Sarah: You know, I’ve wondered about that for the longest time. Wouldn’t you think justice would come down on the side of one or the other? I’m still of the old age where I favour one side and not the other. But justice does in fact seek an equilibrium, and I was thinking and thinking about this, and I came up with the idea that maybe the third point which we mentioned earlier is what justkce seeks. This, I think, was touched upon by the Buddha when he talked about the “Noble Middle Way,” which is the way between the pairs of opposites. The Buddha did not advise that we take one side or the other, but track or chart the razor-edged path through the pairs of opposites and beyond them. This is where we find justice, knowing all the while that the law of karma does inevitably fulfil itself, eventually. I think you can aspire to justice and have the realization that Karma will correct all wrongs. They don’t preclude each other.

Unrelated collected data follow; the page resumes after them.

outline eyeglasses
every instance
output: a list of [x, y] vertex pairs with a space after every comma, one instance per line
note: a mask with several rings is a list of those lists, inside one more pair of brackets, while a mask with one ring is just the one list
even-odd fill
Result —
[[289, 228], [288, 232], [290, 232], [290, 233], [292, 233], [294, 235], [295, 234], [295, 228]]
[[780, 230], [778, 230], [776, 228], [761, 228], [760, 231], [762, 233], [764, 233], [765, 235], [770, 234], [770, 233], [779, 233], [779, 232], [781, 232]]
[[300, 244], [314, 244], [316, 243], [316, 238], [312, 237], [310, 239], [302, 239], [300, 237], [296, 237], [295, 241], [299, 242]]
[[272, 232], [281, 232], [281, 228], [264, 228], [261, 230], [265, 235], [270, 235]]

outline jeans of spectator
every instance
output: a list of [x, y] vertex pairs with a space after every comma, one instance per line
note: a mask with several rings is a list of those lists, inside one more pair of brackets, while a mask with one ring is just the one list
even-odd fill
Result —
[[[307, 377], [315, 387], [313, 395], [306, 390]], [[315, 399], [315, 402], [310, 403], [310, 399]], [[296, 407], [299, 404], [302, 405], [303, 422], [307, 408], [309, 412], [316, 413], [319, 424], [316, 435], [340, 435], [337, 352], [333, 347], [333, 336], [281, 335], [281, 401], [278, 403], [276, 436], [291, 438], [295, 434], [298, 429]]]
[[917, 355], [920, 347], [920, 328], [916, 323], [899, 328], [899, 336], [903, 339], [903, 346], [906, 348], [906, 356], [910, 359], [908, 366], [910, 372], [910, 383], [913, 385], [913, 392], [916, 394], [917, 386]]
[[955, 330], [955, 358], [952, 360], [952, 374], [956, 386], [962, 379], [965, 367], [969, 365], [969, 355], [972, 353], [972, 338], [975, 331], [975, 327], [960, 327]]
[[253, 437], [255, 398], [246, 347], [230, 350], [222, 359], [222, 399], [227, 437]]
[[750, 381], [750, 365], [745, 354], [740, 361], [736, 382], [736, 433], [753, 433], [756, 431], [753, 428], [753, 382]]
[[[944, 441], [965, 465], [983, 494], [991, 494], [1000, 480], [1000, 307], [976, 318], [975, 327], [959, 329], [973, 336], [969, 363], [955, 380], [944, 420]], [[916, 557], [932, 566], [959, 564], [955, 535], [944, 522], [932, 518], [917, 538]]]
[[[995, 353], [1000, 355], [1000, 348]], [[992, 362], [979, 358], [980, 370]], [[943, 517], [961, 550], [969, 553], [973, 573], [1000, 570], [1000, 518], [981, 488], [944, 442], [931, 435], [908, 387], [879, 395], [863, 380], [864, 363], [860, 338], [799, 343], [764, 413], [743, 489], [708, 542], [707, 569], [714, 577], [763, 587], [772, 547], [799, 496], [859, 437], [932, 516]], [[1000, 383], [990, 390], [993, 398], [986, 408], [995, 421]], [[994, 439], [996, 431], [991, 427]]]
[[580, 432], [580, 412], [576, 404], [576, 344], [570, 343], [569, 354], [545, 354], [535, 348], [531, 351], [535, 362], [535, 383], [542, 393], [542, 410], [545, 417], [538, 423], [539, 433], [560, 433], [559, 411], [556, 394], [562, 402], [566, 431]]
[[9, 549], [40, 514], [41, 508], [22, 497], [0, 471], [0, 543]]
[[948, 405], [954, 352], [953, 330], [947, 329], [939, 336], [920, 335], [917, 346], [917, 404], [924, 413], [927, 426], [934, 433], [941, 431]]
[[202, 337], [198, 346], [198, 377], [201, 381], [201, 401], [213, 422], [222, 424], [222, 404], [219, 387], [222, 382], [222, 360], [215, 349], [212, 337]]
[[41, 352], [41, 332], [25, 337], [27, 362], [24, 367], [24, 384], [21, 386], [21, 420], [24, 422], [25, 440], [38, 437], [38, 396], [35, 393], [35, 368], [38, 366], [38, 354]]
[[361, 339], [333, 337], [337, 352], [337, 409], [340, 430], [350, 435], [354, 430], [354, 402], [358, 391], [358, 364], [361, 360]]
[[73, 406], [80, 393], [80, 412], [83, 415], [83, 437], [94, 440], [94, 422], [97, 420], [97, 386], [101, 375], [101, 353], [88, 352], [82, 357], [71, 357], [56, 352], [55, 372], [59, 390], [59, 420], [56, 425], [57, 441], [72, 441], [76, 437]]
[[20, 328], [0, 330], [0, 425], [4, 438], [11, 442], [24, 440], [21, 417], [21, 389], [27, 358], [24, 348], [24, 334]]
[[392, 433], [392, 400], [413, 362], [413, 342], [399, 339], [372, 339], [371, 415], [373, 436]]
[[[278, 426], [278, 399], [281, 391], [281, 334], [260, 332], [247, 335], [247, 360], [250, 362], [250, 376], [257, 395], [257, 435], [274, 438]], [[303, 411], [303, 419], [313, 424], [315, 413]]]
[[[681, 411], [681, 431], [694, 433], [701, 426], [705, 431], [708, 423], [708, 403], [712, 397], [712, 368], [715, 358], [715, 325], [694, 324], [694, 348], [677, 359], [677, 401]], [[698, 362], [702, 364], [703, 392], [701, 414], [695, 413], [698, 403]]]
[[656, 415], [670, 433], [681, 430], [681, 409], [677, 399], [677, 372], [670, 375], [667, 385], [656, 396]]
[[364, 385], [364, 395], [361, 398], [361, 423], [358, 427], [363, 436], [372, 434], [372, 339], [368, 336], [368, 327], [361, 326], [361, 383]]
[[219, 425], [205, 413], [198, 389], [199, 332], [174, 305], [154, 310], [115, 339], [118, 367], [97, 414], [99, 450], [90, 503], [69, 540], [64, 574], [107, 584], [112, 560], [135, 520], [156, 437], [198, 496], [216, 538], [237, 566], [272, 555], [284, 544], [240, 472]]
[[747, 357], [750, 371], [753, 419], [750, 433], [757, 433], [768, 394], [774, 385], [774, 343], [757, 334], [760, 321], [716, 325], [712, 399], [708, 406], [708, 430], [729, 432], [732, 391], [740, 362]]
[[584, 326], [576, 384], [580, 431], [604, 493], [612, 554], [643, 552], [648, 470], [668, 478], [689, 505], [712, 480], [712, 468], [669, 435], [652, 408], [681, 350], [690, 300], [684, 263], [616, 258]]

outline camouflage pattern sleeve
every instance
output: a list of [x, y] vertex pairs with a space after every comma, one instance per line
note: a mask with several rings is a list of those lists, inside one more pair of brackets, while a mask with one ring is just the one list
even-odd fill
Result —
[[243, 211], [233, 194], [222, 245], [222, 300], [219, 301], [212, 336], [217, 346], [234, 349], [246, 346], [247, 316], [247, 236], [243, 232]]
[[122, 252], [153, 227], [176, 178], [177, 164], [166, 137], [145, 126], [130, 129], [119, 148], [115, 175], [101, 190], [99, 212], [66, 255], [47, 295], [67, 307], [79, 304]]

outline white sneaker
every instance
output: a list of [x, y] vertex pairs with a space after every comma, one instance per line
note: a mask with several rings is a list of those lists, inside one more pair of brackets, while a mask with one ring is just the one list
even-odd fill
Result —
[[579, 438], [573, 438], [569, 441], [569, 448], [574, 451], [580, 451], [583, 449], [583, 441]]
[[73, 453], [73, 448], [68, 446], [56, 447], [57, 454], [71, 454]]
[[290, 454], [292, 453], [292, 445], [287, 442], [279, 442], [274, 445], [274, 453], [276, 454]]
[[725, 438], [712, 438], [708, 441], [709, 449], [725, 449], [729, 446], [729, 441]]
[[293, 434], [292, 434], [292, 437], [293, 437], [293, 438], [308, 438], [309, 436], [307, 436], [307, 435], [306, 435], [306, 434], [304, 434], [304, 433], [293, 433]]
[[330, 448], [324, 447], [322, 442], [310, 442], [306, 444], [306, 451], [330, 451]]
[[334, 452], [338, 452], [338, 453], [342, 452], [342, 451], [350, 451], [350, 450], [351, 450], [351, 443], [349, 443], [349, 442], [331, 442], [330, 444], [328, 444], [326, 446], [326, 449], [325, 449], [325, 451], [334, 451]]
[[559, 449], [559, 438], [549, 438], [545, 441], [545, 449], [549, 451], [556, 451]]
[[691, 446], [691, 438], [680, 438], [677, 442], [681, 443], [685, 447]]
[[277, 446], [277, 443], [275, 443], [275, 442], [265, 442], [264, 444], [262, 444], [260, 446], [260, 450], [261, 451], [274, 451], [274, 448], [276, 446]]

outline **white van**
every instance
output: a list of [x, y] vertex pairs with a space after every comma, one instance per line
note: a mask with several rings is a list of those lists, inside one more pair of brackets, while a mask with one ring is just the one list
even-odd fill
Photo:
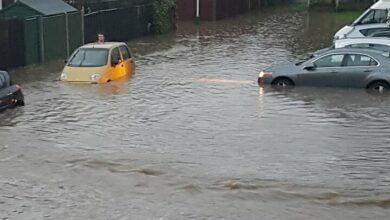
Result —
[[367, 9], [351, 25], [341, 28], [334, 39], [374, 36], [390, 31], [390, 0], [379, 0]]

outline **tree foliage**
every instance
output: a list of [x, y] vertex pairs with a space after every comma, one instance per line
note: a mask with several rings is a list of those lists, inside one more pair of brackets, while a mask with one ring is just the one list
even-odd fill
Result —
[[153, 0], [153, 32], [167, 33], [175, 28], [176, 0]]

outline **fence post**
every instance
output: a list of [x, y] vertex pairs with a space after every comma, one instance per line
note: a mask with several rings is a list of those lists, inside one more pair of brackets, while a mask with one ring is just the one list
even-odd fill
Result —
[[213, 0], [213, 21], [217, 20], [217, 0]]
[[80, 11], [80, 16], [81, 16], [81, 42], [84, 45], [85, 44], [85, 29], [84, 29], [84, 10]]
[[38, 34], [39, 34], [39, 46], [40, 46], [40, 62], [45, 62], [45, 39], [43, 37], [43, 18], [39, 16], [37, 19], [38, 22]]
[[66, 35], [66, 57], [69, 57], [69, 18], [68, 13], [65, 12], [65, 35]]
[[200, 20], [200, 0], [196, 0], [195, 18], [196, 20]]

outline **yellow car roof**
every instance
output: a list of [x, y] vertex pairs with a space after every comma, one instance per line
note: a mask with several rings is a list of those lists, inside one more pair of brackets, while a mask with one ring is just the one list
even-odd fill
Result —
[[116, 46], [126, 45], [124, 42], [104, 42], [104, 43], [90, 43], [81, 46], [80, 48], [106, 48], [110, 49]]

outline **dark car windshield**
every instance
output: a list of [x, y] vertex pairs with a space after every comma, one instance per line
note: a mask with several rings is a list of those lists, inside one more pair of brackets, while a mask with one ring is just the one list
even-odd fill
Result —
[[0, 89], [7, 88], [9, 86], [9, 76], [6, 72], [0, 71]]
[[68, 66], [98, 67], [106, 65], [107, 60], [108, 49], [81, 48], [73, 53]]

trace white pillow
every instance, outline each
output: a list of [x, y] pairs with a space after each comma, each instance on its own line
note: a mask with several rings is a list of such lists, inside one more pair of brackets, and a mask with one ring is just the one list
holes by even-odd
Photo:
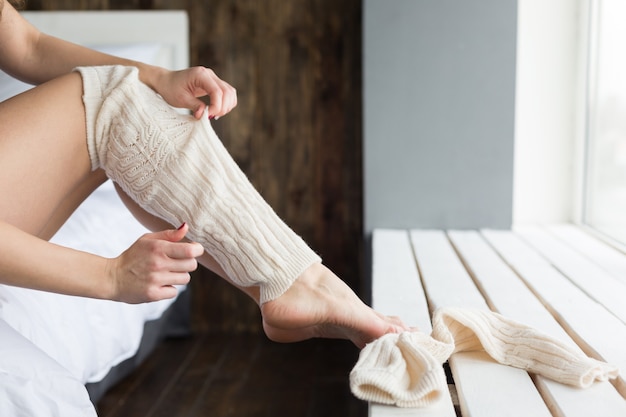
[[87, 47], [104, 52], [105, 54], [132, 59], [145, 64], [157, 65], [159, 62], [159, 53], [163, 45], [154, 42], [140, 42], [127, 45], [87, 45]]

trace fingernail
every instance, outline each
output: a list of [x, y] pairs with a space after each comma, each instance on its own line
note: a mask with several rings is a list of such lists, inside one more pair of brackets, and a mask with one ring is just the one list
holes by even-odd
[[215, 116], [209, 115], [209, 120], [213, 120], [213, 119], [215, 119]]
[[186, 224], [187, 224], [187, 222], [183, 222], [183, 224], [181, 224], [180, 226], [178, 226], [178, 229], [176, 229], [176, 230], [180, 230], [180, 229], [182, 229], [183, 227], [185, 227], [185, 225], [186, 225]]
[[217, 119], [219, 119], [219, 118], [220, 118], [219, 116], [215, 116], [213, 119], [217, 120]]

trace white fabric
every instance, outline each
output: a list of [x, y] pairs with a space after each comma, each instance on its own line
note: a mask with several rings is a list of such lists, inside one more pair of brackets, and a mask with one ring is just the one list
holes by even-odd
[[[52, 241], [113, 257], [146, 232], [108, 181]], [[0, 319], [84, 383], [99, 381], [111, 367], [133, 356], [144, 322], [160, 317], [171, 303], [131, 305], [0, 285]]]
[[5, 72], [0, 71], [0, 102], [18, 95], [33, 86], [12, 78]]
[[441, 366], [455, 352], [486, 351], [497, 362], [586, 388], [616, 378], [615, 366], [490, 311], [441, 308], [430, 336], [387, 334], [368, 344], [350, 373], [358, 398], [399, 407], [425, 407], [447, 390]]
[[[53, 241], [116, 256], [146, 231], [109, 181]], [[0, 416], [95, 415], [84, 384], [135, 355], [144, 322], [172, 302], [130, 305], [0, 285]]]
[[82, 382], [0, 320], [0, 416], [91, 417]]

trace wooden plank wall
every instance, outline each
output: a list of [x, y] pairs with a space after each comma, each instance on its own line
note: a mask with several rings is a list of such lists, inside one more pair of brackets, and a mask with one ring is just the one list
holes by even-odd
[[[191, 64], [238, 91], [218, 134], [279, 215], [361, 290], [360, 0], [28, 0], [26, 9], [187, 10]], [[256, 306], [209, 275], [193, 282], [195, 327], [260, 330]]]

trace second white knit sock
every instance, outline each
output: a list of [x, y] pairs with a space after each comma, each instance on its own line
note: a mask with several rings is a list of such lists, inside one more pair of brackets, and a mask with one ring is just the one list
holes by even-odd
[[504, 365], [580, 388], [616, 378], [618, 369], [524, 324], [490, 311], [442, 308], [430, 336], [387, 334], [365, 346], [350, 373], [354, 395], [399, 407], [424, 407], [447, 390], [441, 366], [454, 352], [486, 351]]
[[146, 211], [189, 224], [237, 285], [283, 294], [317, 254], [254, 189], [206, 118], [181, 115], [133, 67], [81, 67], [92, 168]]

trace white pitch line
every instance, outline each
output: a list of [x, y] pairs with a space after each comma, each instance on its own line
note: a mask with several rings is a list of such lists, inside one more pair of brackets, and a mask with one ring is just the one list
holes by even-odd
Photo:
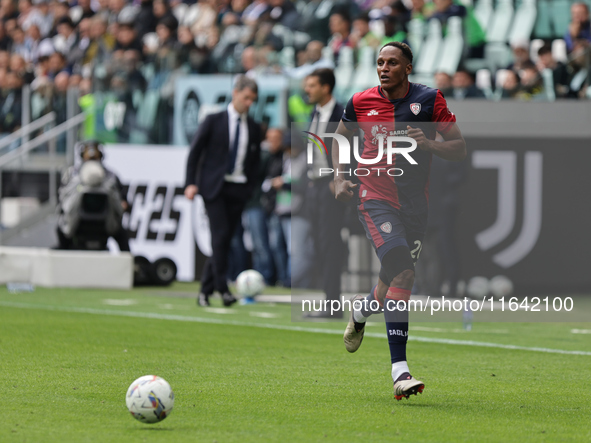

Dale: No, and in that symbol of the scales, it wouldn’t be a scale if it weren’t balanced on that third point, that fulcrum. That is what creates the third point, otherwise it would be just sitting there and there would be a duality of opposing forces; there wouldn’t be a third point. In a court case you have the defence and prosecution, and it’s the judge and the jury that provide the point at the centre.
Sarah: And I suppose these pairs of opposites become increasingly subtle as the human being treads the spiritual path. It starts out with very obvious oppositions, but they become more and more subtle on the path. I think that pertains to an individual and to a society. I think nations and whole peoples are finding that they have to make more and more subtle judgments. Here we are still the most litigious society on Earth. We haven’t really figured out that going to court doesn’t always settle in a just way. So, we have a lot to learn, I think.
Robert: Look upon Buddha and Christ and some of our other great spiritual leaders as being people who genuinely believed in karma; you never see them being proactive with revenge. There’s always a feeling that the universe and karma and spiritual law will take care of it, and I guess that’s really the way to peace. That’s about all the time we have for our discussion today. You’ve been listening to Inner Sight. Now we would like to close with a world prayer called the Great Invocation. It’s a call for light and love and goodwill to flow into the world and into our hearts. Let’s listen for a moment to these powerful words.
Sarah: Closes the program by reciting the adapted version of the Great Invocation.
(This is an edited transcript of a recorded radio program called “Inner Sight.” This conversation was recorded between the host, Robert Anderson, and the then President and Vice-President of Lucis Trust, Sarah and Dale McKechnie.)